Assumi a presidência da Ford na América do Sul em 2016. Naquele ano. as perdas somaram US$ 1,2 bilhão. No ano passado, tivemos perdas de US$ 680 milhões na região. Este ano estamos caminhando para ficar mais ou menos igual a 2018. Estamos trabalhando muito na reestruturação dos nossos negócios na região. Nós tivemos que tomar a dolorosa decisão de encerrar nossas operações com caminhões pesados em São Bernardo do Campo (SP). Nós também saímos das linhas de veículos que nós não conseguíamos enxergar que tivesse um futuro economicamente viável, como é o caso do Fiesta e do Focus. Na Venezuela, a fábrica está parada por falta de demanda. Nós agora estamos trabalhando no projeto de modernização do campo de provas de Tatuí (SP) para que também possa ser mais competitivo e ágil.

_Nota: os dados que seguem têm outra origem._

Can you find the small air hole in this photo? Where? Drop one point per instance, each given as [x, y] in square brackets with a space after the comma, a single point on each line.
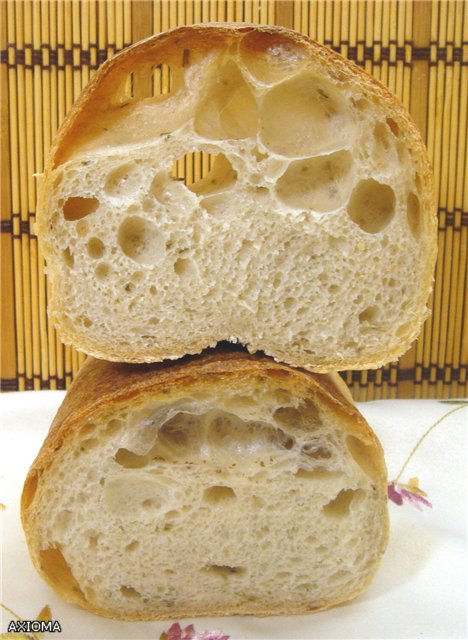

E como compatibilizar essas perdas com novos investimentos na região?
O volume de investimentos de uma empresa global como a Ford cresceu brutalmente com as novas tecnologias. Este volume de capital gigante que se demanda agora não tem como se compatibilizar isso, fazer esses investimentos, com esse nível de perdas que nós temos na região. É uma questão de viabilidade econômica do negócio. Ou seja, se nós queremos crescer, ter produtos, um novo ciclo de investimentos, obviamente que eles têm que ser algo que gere recursos, contribuindo para este investimento, e não drene esse capital. Enfatizando: nós temos questões aqui de competitividade que precisamos resolver.
Até que ponto a instabilidade política em vários países da América do Sul interfere nos negócios da Ford?
A América do Sul é uma região muito volátil. O Brasil está se estabilizando, saindo agora da pior recessão que se tem notícia, mas está saindo mais lentamente do que se imaginava. Na Argentina, o mercado de veículos que era de um milhão de unidade por ano, caiu para 350 mil. Sobre o Chile, Equador, Colômbia e Venezuela não preciso nem falar. É uma região volátil e, por conta disso, o capital é mais caro. Falando do capital vindo de Detroit, o nosso planejamento precisa considerar esta volatilidade e precisa que essa base de custos seja competitiva, sustentável, ao longo deste ciclo, incluindo o fator volatilidade. Ou seja, a redução de custo de nossas operações nesta região tem que ser maior.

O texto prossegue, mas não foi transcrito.